Oblivious was founded in 2020 by Fitzsimons and Dr Robert Pisarczyk and is based out of NovaUCD at University College Dublin. The start-up, which recently raised $1.05m in seed funding, focuses on the transparent processing of confidential data.
Fitzsimons said the company has been working with the UN Committee of Experts for two years as part of the Privacy-Preserving Technologies Task Team. This was formed in April 2018 to bridge the gap between privacy technology providers and NSOs. He added that the new lab is “really an extension” of Oblivious’s work with this team.
“The UN PET Lab, of course, is not intended to advocate for an individual vendor or specific PET. Rather, it is a highly collaborative environment where we have been fortunate to work with other great tools and organisations.”
Fitzsimons described PETs as a set of techniques that enable the processing and sharing of data without revealing the underlying private or sensitive information. He said Oblivious’s technology allows multiple parties to run joint computations without revealing their data to each other.

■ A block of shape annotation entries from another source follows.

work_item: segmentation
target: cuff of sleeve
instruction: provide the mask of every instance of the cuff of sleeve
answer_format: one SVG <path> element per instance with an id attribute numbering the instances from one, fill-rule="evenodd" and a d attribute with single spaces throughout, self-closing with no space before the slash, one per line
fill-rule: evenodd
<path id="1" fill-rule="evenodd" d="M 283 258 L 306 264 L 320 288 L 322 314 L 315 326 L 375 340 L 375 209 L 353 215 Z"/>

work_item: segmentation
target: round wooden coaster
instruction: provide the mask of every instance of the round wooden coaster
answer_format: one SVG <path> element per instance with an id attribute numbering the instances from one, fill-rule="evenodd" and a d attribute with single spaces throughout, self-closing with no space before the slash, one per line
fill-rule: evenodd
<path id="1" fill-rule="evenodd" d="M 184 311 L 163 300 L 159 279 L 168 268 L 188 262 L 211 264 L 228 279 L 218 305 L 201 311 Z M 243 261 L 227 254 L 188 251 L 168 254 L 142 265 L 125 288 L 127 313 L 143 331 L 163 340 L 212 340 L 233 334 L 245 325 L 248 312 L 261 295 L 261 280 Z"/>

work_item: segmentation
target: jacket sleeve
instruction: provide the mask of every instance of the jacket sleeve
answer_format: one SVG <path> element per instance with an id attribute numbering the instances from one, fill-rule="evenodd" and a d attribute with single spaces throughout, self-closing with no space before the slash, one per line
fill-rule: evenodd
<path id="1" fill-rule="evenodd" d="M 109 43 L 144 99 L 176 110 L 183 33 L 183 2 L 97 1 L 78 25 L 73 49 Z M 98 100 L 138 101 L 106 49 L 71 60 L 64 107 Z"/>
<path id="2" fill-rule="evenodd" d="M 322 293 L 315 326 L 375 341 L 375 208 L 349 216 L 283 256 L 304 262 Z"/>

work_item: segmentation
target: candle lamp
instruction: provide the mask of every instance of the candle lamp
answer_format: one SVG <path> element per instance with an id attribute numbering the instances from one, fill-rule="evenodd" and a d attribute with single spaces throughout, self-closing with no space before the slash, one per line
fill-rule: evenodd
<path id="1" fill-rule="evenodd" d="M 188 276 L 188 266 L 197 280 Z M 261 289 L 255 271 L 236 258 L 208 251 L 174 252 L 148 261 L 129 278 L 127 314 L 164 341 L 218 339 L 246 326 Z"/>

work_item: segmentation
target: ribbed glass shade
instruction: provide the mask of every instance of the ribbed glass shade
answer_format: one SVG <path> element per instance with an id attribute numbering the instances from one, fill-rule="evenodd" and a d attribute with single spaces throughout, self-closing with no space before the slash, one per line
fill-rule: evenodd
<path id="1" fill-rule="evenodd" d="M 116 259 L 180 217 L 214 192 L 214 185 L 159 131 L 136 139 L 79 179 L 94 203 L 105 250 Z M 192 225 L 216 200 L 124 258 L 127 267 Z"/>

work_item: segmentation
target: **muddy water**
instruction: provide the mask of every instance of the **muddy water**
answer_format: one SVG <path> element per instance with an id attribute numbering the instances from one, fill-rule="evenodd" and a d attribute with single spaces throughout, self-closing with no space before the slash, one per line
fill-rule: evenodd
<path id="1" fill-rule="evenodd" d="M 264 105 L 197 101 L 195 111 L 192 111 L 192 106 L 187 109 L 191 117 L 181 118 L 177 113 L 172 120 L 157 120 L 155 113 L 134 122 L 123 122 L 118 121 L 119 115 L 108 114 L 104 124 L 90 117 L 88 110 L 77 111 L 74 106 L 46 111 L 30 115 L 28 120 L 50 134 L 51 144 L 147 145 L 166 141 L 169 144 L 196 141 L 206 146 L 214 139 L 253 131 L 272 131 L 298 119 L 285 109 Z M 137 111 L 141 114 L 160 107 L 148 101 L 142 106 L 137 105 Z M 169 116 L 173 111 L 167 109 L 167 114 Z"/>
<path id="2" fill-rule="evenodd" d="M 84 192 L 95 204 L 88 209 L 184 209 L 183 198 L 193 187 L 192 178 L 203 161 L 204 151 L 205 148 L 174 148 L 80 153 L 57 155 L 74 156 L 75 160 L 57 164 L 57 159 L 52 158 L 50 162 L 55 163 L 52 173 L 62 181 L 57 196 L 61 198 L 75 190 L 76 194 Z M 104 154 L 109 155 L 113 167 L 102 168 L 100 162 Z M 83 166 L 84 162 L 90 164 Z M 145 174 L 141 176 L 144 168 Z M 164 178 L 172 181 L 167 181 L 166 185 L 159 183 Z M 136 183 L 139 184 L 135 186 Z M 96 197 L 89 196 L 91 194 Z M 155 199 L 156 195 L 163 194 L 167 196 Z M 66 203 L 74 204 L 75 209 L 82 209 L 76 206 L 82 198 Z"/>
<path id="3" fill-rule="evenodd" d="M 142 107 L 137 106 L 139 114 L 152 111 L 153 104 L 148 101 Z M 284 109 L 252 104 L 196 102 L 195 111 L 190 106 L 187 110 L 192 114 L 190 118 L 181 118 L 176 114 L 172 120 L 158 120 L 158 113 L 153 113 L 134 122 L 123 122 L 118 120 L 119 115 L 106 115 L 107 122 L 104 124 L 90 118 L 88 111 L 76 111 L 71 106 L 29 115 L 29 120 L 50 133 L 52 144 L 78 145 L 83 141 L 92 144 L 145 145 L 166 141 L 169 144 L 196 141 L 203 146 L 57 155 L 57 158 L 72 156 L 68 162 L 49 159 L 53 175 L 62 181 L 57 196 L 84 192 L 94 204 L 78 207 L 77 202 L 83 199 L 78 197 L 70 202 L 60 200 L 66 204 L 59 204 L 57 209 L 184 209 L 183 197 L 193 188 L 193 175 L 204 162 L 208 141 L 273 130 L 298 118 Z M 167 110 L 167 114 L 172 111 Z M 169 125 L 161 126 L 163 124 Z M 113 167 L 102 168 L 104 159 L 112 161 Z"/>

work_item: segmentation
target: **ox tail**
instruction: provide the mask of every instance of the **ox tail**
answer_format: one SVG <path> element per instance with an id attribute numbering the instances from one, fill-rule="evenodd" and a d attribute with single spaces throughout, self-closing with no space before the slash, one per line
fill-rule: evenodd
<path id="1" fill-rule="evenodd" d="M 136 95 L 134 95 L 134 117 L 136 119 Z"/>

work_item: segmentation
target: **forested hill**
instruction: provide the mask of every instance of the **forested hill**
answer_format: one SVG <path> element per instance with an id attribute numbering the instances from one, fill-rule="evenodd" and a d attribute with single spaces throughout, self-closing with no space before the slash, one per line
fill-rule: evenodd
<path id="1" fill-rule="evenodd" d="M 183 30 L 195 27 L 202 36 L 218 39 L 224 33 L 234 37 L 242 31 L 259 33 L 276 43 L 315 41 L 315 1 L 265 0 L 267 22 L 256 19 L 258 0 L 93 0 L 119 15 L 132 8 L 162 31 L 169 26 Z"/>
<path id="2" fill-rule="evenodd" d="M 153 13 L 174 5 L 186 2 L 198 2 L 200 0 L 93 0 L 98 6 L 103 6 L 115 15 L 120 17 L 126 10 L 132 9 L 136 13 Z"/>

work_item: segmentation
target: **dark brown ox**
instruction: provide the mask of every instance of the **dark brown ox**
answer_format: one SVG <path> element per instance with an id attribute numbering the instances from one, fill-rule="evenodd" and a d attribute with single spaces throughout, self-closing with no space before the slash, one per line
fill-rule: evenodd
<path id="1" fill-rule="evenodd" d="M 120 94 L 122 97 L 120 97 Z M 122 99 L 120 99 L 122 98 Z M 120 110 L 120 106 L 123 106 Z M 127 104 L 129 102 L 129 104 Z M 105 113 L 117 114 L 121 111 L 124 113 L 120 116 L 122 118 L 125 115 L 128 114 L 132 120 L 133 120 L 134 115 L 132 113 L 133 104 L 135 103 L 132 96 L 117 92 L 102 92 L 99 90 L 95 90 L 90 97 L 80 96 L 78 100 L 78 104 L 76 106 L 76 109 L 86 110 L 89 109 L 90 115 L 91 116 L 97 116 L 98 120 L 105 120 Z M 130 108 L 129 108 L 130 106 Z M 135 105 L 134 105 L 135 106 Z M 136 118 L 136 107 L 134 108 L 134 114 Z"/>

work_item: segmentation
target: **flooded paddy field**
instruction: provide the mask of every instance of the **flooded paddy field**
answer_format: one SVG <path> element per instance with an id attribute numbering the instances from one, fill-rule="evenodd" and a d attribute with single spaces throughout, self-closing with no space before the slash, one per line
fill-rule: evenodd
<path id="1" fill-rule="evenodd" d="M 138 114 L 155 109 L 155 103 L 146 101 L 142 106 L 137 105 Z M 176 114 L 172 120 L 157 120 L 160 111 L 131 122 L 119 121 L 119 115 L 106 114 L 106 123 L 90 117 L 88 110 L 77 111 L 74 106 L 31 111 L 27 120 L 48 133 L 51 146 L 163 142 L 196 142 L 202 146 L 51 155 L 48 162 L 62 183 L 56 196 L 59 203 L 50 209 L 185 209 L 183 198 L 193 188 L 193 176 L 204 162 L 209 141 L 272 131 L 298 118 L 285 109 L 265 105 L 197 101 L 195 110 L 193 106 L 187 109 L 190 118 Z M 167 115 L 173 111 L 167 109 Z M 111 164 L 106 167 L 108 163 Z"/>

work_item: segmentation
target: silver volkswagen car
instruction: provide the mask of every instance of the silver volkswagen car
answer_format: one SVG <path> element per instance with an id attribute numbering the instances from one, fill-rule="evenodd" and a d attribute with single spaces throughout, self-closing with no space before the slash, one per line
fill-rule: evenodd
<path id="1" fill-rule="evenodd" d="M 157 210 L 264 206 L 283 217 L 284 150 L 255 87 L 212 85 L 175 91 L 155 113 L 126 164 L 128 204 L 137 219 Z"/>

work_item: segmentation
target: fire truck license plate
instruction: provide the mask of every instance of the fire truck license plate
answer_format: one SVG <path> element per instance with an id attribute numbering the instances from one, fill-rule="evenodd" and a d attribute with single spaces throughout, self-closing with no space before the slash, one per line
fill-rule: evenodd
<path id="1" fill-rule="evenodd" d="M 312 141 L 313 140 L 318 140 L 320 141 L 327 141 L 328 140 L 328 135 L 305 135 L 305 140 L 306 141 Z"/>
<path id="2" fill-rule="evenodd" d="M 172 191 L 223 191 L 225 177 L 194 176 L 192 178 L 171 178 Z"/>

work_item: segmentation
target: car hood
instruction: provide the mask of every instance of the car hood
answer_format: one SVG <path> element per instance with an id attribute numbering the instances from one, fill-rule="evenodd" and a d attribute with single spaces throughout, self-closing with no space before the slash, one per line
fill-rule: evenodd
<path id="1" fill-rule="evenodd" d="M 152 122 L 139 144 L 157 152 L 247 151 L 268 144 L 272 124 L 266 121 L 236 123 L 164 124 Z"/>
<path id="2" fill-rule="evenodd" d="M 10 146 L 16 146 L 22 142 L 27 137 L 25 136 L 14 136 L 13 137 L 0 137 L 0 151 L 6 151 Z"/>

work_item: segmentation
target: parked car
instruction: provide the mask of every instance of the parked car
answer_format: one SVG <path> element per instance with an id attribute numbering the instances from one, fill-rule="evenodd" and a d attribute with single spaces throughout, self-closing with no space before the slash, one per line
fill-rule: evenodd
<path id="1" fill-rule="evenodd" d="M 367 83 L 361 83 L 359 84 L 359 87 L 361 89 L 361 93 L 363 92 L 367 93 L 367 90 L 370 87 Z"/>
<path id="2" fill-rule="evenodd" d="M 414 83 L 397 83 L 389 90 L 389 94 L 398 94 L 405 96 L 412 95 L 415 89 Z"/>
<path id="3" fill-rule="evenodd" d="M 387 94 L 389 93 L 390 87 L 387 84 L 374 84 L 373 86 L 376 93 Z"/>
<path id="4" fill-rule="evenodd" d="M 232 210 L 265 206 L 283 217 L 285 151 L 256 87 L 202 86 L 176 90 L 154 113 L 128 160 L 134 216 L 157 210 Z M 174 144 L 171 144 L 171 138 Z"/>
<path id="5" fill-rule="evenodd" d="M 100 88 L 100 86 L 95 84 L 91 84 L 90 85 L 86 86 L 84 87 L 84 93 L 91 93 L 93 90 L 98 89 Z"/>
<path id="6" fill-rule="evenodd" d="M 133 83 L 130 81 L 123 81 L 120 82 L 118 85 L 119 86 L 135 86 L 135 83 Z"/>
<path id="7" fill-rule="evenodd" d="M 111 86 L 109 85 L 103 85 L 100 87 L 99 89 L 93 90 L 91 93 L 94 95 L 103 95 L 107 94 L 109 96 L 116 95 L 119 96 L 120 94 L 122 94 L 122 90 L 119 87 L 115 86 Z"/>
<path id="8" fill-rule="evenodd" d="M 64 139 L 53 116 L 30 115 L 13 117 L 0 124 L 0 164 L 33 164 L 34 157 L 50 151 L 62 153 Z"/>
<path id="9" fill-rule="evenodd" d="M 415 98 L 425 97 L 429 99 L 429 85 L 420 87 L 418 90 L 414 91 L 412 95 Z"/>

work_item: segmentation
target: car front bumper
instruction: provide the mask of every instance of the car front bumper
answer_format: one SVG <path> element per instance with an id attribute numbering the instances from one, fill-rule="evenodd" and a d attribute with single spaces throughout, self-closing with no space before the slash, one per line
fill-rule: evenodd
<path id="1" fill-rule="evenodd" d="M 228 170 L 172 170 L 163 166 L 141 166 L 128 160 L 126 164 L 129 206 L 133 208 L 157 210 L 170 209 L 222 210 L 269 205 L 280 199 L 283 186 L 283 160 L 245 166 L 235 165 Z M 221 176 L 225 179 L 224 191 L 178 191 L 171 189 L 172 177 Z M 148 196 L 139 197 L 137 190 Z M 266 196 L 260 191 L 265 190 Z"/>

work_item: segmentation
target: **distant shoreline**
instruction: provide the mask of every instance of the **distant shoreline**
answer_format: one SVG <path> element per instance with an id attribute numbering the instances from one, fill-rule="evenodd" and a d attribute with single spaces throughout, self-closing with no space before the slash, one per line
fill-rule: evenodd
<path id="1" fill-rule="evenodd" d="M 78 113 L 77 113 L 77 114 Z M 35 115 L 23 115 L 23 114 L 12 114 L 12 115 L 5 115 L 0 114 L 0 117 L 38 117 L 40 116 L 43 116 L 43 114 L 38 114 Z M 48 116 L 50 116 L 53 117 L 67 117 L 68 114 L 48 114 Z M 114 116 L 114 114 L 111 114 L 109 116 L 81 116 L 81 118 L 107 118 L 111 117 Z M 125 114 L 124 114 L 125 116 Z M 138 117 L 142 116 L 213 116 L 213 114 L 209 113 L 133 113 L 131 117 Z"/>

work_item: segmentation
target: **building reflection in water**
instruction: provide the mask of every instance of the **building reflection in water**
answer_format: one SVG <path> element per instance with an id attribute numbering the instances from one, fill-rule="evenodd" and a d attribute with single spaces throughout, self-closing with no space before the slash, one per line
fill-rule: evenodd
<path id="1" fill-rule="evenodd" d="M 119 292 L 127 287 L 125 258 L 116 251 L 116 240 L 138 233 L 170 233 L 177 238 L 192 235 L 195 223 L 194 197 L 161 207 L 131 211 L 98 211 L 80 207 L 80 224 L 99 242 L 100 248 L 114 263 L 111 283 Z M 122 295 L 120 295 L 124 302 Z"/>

“As a long-term goal, I think privacy-enhancing technologies can change how people think and interact with other parties over the internet, from a consumer level right through to a B2B level … They have the potential to radically change how individuals and corporations interact with each other on a daily basis.”
GDPR and privacy
Fitzsimons said one of the key forces behind the growth of PETs is the introduction of privacy regulations around the world, such as GDPR.
Last December, Ireland set up a Data Governance Board to create and implement a framework on the usage and sharing of data across the public service sector. Under the framework, the Government said that data will “only be shared where necessary and only in accordance with the law”. And under the Schrems II ruling in July 2020, transfers of personal data from the EU to the US can only take place if there is a sufficient level of protection.
Fitzsimons said regulators have started looking at PETs to help with data sharing and that the EU Commission has pointed to a lack of technological solutions to achieve “responsible and privacy-compliant data sharing between organisations”.
“Nevertheless, PETs are not one-size-fits-all solutions and each use case needs to be considered individually,” he added. “PETs are a tool that can help to stay compliant, but they are not a remedy for all the aspects of privacy compliance.”